Nas suas primeiras páginas, Félix Moral, o personagem-narrador de El Fiscal
(Buenos Aires, Sudamericana, 1993) que vive exilado na França, toma conhecimento de que um Congresso será realizado na sua
pátria, ainda nas mãos do ditador que lhe determinara o destino. Embora
proscrito, a informação, contida no
convite, de que o tirano estaria presente à cerimônia de inauguração do
Congresso e cumprimentaria, pessoalmente, os convidados, o leva à decisão
irrevogável de ir com o determinado objetivo de matá-lo.
À
narrativa do que acontece nos dias que antecedem a sua partida para o Paraguai,
sua conturbada viagem e o que ocorre ao chegar se acrescem a história de
Jimena, sua companheira e o seu viver
com ela e a de seu amigo Clóvis de Larzac; episódios de sua ambígua relação com a aluna de quem orienta o
trabalho; algo de sua infância e das sevícias sofridas nos cárceres de seu
país. E a malfadada experiência como roteirista de um filme sobre Solano López
e Elisa Alicia Lynch, razão de ter sido preso e torturado.
Como
soe acontecer no que se refere à História, seja de um episódio tido por menor,
seja de um outro, considerado de suma importância, é deveras limitado o
conhecimento que sobre eles é possível ter. Passado mais de um século, a
história da Guerra do Paraguai, matéria de controvérsias e discussões, de
querelas e duelos verbais intermináveis,
continua sendo totalmente desconhecida, diz Félix Moral antes de se referir às Cartas
desde los campos de batalla del Paraguay, escritas por Sir Richard Francis
Burton e publicadas no final de 1870, logo após o término da Guerra. Em suas
páginas, ou em outras tantas que trataram dessa Guerra, ele encontra os
fragmentos que irão compor o seu roteiro fixado nos momentos finais da vida de Solano
Lopez que são, também, os momentos de extermínio de seu povo: a corrida pelos
campos na direção do rio onde foi atirado, das barrancas, pelo cavalo que,
repentinamente se detém; o gesto, ainda querendo fazer frente a seus
perseguidores, de levantar o braço trêmulo de moribundo. E na miséria atroz, os
que sobreviveram. Porém, nesse refazer da História, experimenta revelações, se
lhe desvendam mistérios, mergulha em emoções – furor, raiva, alma que se escapa
– diante do que restou do cadáver mutilado pela fúria dos vencedores, cravado na cruz de galhos mal cortados pelas hostes brasileiras e que nunca
seria iluminado pelo sol da justiça: corpo
crucificado para o qual não havia nenhuma ressurreição possível em toda a
eternidade.
Das atrocidades cometidas, que, de muito,
ultrapassaram aquelas admitidas pelo código da assim chamada ética da guerra,
das quais, juntamente com a Argentina e o Uruguai, foi o Brasil responsável,
fica o rastro de horror, marcado de crianças mortas, de mulheres seviciadas, de
milhares de mortos, de um país destruído.
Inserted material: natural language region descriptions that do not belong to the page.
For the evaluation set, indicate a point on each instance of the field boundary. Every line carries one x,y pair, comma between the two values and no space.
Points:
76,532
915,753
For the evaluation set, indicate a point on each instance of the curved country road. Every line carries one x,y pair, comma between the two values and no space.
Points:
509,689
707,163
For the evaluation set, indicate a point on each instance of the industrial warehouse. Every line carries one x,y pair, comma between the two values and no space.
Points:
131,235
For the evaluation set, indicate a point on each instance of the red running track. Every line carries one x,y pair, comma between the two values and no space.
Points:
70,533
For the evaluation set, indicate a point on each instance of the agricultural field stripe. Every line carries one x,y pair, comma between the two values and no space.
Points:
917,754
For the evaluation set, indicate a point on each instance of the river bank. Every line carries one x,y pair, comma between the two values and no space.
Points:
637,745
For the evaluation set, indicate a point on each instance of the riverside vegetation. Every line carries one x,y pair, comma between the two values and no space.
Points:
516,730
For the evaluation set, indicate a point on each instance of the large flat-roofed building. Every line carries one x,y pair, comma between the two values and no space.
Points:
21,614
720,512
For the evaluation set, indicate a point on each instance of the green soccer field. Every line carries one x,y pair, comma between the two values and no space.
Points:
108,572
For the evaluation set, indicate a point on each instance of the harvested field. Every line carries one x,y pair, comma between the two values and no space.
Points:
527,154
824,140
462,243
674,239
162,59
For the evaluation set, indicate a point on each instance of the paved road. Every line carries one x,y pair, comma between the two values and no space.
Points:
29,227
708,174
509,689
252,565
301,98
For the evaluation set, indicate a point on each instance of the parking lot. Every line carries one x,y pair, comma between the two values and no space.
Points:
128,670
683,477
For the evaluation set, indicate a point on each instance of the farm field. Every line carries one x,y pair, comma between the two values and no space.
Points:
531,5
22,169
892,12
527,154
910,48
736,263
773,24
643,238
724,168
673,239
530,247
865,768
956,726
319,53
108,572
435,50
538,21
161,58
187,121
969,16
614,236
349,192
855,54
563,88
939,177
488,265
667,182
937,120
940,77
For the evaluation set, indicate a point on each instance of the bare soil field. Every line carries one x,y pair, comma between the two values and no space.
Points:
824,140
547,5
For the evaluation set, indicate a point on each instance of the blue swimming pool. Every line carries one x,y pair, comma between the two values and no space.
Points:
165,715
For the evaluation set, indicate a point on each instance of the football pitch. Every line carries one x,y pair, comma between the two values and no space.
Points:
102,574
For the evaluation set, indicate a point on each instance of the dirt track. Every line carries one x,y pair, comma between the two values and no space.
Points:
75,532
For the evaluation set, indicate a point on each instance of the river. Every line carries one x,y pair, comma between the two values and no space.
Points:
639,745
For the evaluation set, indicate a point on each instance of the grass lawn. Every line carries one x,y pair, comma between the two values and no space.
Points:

Félix Moral, ao reler o que escrevera, procura
entender: não é um réquiem funerário, nem um exaltado canto à glória. Apenas, um roteiro de filme, o negativo
de uma história impossível de narrar porque aquele acontecimento fantasmagórico superava todos os limites da imaginação e
as possibilidades de expressão da palavra e da imagem.